Ceramics generally have low fracture toughness, so it is good design practice to avoid or minimise tensile stresses in an application when designing a ceramic part. Because tensile tests can be difficult to perform on ceramic test coupons, tensile strengths often are not listed on ceramic property data sheets. Instead, the data sheet list bending strength and compression strength. Generally, the compression strength of a ceramic is about 10x higher than the tensile strength, and the bending strength is about 5x higher than the tensile strength.
A material’s fracture toughness, or its ability to resist crack propagation, can be described by a parameter call critical stress intensity factor, KIC. Essentially, a material with a high KIC value can absorb more energy before fracture versus a material with a lower KIC value. Compared to metals, ceramics have a low KIC value. Although, at temperatures close to a ceramic’s softening point, ceramics can fail in a ductile manner rather than the usual brittle fashion.
Compared to other ceramics, silicon nitride, zirconia, and zirconia toughened alumina have relatively high toughness with KIC values of 10 or higher.
Ceramic matrix composites (CMC) have been introduced to further increase ceramics’ ability to resist fracture as well as resisting thermal shock, particularly for applications within aircraft gas turbine engines. Such CMC examples include an alumina matrix reinforced with along alumina fibers (known as Ox-Ox) or a silicon carbide matrix reinforced with long silicon carbide fibers (known as SiC-SiC).
|Ziconia||Nilcra® Zirconia TS||>12|
|Ziconia||Nilcra® Zirconia MS||12|
|Ziconia||Nilcra® Zirconia 3Y-TZP||10|
|Ziconia||Nilcra® Zirconia HIP'ed 3Y-TZP||10|
|Alumina||Sintox™ FA Ballistic||4.6|
|Silicon Carbide||CVD SiC||2.9|
*Typical values at room temperature
Whereas the KIC parameter informs at what value of load a crack will rapidly propagate to cause a brittle fracture, cracks can also propagate slowly overtime at lower loads, and then rapidly propagate after the crack has grown to a certain critical length for the given load level.
The propensity for a crack to grow can worsen in certain environments such as water or humid air. This phenomenon is named stress crack corrosion, or subcritical crack propagation, and can be a consideration for metals and plastics, as well as ceramics.
To inform the designer, SPT diagrams for a material illustrate the relationship between the stress (S) applied to the material, the probability (P) of failure of the material under that stress for a given duration of time (T). For a desired design lifetime, to reduce the probability of stress crack corrosion, the maximum design load is simply reduced.
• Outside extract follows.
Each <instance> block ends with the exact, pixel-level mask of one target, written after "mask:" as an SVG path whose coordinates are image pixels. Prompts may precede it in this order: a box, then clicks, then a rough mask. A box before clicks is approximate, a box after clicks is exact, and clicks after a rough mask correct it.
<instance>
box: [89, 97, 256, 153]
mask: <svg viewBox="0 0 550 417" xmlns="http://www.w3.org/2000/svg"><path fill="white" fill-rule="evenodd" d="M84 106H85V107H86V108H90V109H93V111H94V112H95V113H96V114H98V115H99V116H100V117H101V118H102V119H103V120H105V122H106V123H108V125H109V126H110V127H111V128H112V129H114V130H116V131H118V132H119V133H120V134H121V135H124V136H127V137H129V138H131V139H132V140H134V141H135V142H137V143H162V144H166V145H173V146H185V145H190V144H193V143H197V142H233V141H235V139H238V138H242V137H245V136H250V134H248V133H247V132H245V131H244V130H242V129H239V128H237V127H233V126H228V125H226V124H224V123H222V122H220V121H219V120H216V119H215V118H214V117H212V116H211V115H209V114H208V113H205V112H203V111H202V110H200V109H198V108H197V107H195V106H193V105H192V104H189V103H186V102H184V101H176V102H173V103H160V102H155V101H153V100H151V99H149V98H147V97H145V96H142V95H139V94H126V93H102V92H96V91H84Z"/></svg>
While individually discussing each mechanical property of a ceramic there is a risk of overlooking the broad array of combined mechanical attributes that ceramics offer. Plotting the breadth of mechanical properties of the varied technical ceramic helps illustrate the breadth of engineered possibilities that ceramics provide. Diverse electrical, thermal, and chemical properties of these materials offer the engineer a wide array of choices.